Takeshi Okada believes that Japan's progress into the second round of the FIFA World Cup™ was down to winning their opening match of the competition against Cameroon 10 days ago.
Keisuke Honda was the hero on that day, netting the only goal in Bloemfontein, to help the Blue Samurai to a narrow win. They lost their second match against Holland to lose by the same scoreline and, needing only a draw against Denmark in Rustenburg last night, they produced a strong display to come out 3-1 victors.
"Every victory in the World Cup can never be forgotten," the ambitious Okada said afterward. "For me, the opening match against Cameroon was very important. "If we had not won that match, then everything else would not have been possible."

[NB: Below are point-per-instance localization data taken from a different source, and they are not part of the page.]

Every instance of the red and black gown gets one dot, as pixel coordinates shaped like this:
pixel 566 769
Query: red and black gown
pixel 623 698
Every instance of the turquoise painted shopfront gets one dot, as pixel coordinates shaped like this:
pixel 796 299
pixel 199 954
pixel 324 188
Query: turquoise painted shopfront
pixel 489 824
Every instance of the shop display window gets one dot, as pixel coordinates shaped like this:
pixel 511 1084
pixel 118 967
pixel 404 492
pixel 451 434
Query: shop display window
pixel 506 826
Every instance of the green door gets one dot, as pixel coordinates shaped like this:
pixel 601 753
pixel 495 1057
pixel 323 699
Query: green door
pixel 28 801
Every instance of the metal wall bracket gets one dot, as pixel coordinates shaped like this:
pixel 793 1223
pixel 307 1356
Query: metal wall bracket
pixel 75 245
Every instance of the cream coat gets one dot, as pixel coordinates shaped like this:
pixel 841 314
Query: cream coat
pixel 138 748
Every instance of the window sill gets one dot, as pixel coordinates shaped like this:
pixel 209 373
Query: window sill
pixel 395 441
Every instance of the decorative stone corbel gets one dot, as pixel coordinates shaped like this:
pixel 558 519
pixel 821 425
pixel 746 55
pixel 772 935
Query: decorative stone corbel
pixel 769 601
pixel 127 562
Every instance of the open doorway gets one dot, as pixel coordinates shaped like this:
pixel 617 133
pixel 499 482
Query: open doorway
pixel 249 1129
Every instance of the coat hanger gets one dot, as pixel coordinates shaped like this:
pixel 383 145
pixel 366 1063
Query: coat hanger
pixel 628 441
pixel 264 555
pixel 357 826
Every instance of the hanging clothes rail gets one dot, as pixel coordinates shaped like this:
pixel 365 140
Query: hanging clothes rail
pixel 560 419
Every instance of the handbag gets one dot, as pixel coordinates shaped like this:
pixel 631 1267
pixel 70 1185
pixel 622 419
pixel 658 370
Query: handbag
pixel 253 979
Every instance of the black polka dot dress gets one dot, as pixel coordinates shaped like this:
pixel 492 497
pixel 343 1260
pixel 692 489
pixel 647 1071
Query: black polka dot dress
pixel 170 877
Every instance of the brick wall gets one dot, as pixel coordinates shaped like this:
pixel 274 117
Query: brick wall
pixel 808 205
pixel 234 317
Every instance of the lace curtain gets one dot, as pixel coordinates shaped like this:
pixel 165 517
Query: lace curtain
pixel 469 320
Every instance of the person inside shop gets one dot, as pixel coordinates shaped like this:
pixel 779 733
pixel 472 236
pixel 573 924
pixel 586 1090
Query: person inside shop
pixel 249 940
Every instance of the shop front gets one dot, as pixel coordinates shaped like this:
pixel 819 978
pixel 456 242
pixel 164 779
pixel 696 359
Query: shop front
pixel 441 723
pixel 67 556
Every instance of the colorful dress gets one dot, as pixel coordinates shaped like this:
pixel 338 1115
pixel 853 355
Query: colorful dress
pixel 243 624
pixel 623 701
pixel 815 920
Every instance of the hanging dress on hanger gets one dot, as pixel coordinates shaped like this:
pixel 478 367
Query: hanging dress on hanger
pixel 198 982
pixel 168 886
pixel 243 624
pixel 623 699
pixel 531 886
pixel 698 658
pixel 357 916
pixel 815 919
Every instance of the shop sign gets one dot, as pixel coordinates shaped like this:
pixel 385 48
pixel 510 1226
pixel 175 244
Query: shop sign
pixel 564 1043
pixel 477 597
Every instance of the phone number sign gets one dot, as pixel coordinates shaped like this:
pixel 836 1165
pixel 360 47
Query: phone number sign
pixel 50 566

CSKA Moscow midfielder Honda was again the key figure in securing their progress last night. His stunning 30-yard free-kick opened the scoring at the Royal Bafokeng Stadium, while another set-piece from Yasuhito Endo and a Shinji Okazaki effort took them to victory.
Okada felt the win over the Indomitable Lions also gave the players confidence after a poor build-up to the competition and is now confident they can kick on. He continued: "We were able to win the opening game and that also gave the players a lot of confidence.
"In saying that, even before the World Cup, our players had been really good, but we weren't getting the desired results. But here at the World Cup we have been able to do that. Looking at the three matches so far and the recent friendly matches, we still can't play on an equal footing with the bigger teams. But we have seen now how the players have been growing together in this competition. They are understanding each other better and it's one of the big positives for us."
Asked what was key to their resurgence, the 53-year-old pointed towards the South African climate. He added: "I took over this team and we fully recognised that the World Cup in South Africa will be during winter. Therefore we knew it won't be hot, but rather quite cold and that will allow our players to run a bit more. So the cool weather has been positive for us, but also I think in difficult situations we fought as a united team."
Denmark coach Morten Olsen thought his side were just as good as their opponents, but said the free-kicks had undone them. "We lose together as a team and we win together as a team," he said.
"I don't think we played a bad match, but those two set-pieces were the main difference between the two sides. Of course as a coach you don't want to concede free-kicks in such areas. We prepared for them. We knew exactly which two players would take them. They took their chances, we didn't take ours and it became an uphill struggle for us. The way the whole match evolved was decided by the two free-kicks in the first half."